It started out at 1.7 volts DC. That was after a 12 hour charge with my 2 amp charger.
It's so dead it needs a jolt but it's a deep cycle type marine battery.
This charger started a 2 hour charge. The initial ramp was 12 volts at 5 amps. As you watch the screen the amps came up by tenths every minute or so. It stopped at 59.1 amps and 15.6 volts. This was after about 35 minutes. The battery was very warm to the touch. I let this go a bit more then moved it to a 12v slow charger.
I now have 12.6 volts after it sits for half an hour.
I think it will be OK.
I don't think the other battery will charge driving down the highway. I might just leave it home or disconnected until I can get a proper charge on it.
I'm curious what my new Cen-Tech does when I test it tonight when I get home?
At least I will see if it works.


----------



## Janderso (Jul 23, 2020)

The charger worked as designed.
You guys are right. If the battery is really dead there will be no output, no red light, nothing.
I connected the fresh charge with the stone dead battery. The charger came alive.
I put a ten amp charge for an hour then separated the two.
Now I have 12 volts on the second battery.
I’ll charge it by itself for a couple hours now.
Done!
Revived.
I need to make sure to disconnect the battery circuit when I store it.


----------



## DavidR8 (Jul 23, 2020)

Batteries are a deep topic. 
When I owned a sailboat I did extensive research into DC charging systems. 
A fully charged 12v battery will read about 12.9v and about 11.9v when fully discharged. 

Anything less than approximately 12.4v leads to sulfatation which is the death knell for lead-acid batteries. If a lead-acid battery is left in a discharged state for long periods they cannot be revived to have anything close to original amp-hour capacity. 

I recommend getting a solar trickle charger to maintain charge when the RV is not in regular use. Put it in a south facing window and connect it to the batteries as directly as possible. 


Sent from my iPhone using Tapatalk


----------



## Janderso (Jul 24, 2020)

Good idea David. I have hesitated because I thought it would get stolen. I never thought of putting it inside.
Wont the tinted windows cut the UV’s?


----------



## Flyinfool (Jul 24, 2020)

The windows will cut the output a bit, but it will still work.
I have had a small solar panel on my RV and the battery is now 15 years old and going strong.
I put my panel up on the roof, Not attached just toss it up there right above the entry door. Just inside the door is a 12V outlet that I plug it in to.
Just remember to take the panel off the roof BEFORE you start driving, 

Be careful trying to charge a really dead battery while driving. As you noticed it got hot and was pulling in 56 amps, That is a lot of load for a long time on the tow vehicle alternator and has a danger from an overheated battery. I have seen alternators have a short service life when doing a lot of heavy charging.


----------



## Janderso (Jul 24, 2020)

Flyinfool,
I think you found the trick.
I'll look into a device.


----------



## Janderso (Jul 27, 2020)

We are back from camping in the Shasta Trinity National Forest.
The batteries were fully charged on the drive up showing Full.
We went four days without an issue.
I powered up the Honda generator once so my wife could charge the I-Pads we use to read.

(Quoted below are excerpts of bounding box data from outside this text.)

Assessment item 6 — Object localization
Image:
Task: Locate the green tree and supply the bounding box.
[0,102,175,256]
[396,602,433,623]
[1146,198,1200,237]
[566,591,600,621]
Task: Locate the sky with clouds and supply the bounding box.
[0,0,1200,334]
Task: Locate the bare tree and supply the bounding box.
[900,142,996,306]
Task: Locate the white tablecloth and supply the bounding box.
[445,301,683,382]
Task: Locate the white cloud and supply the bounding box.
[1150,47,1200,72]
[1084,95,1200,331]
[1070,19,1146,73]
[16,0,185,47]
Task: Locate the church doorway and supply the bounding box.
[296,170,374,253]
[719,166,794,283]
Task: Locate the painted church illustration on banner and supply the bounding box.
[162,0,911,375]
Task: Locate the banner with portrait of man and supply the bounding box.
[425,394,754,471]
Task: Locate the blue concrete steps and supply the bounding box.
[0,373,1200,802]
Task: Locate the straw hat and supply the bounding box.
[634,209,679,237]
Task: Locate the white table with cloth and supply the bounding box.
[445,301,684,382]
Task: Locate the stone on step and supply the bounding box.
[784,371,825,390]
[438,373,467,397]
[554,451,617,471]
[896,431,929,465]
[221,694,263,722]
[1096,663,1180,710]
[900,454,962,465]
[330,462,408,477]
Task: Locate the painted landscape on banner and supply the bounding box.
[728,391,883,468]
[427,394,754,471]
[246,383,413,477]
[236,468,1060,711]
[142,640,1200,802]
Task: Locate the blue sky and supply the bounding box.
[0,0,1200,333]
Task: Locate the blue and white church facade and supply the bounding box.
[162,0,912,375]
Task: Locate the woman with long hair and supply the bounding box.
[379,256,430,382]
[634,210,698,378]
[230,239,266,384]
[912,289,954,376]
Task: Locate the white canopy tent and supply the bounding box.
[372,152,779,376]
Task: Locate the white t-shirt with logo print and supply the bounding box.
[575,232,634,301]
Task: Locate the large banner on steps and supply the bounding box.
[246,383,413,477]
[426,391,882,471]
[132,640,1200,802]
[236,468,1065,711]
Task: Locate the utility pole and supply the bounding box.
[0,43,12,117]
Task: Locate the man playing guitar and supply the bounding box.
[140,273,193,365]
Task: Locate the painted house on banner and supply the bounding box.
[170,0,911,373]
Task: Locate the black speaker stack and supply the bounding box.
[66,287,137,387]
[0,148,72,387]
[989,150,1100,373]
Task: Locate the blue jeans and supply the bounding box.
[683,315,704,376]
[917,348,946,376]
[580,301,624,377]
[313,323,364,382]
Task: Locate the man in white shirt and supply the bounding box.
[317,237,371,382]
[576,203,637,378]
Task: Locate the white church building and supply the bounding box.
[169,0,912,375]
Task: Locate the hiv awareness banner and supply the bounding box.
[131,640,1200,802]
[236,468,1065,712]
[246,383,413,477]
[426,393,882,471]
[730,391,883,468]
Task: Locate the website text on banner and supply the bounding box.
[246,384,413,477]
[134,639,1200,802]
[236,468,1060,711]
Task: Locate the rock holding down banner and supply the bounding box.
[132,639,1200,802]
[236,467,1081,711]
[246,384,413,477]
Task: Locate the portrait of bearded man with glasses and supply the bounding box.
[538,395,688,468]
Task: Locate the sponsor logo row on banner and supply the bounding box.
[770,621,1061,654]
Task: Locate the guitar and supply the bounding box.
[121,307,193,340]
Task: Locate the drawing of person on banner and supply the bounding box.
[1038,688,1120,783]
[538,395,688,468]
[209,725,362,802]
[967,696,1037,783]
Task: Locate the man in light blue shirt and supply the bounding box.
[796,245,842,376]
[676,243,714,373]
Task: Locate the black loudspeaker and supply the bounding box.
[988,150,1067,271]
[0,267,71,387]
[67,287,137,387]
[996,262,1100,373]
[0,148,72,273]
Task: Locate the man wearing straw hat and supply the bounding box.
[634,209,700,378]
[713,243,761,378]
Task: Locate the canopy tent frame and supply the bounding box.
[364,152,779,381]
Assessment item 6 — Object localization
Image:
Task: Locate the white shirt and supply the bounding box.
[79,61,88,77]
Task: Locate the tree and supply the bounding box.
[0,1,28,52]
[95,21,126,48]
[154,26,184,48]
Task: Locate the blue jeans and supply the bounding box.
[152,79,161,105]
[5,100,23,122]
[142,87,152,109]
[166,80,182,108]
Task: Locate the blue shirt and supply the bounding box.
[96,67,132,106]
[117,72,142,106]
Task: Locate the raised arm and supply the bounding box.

When I drop the trailer off tonight at the storage lot I will be sure to separate the internal draw from the batteries.


----------



## Superburban (Jul 27, 2020)

Flyinfool said:


> Be careful trying to charge a really dead battery while driving. As you noticed it got hot and was pulling in 56 amps, That is a lot of load for a long time on the tow vehicle alternator and has a danger from an overheated battery. I have seen alternators have a short service life when doing a lot of heavy charging.


I learned that the hard way while traveling.I had a suburban with the GM 6.2 diesel.  The morning we were to leave, both batteries were dead. I jump started it, and then about 7 hours later, the alt was dead.


----------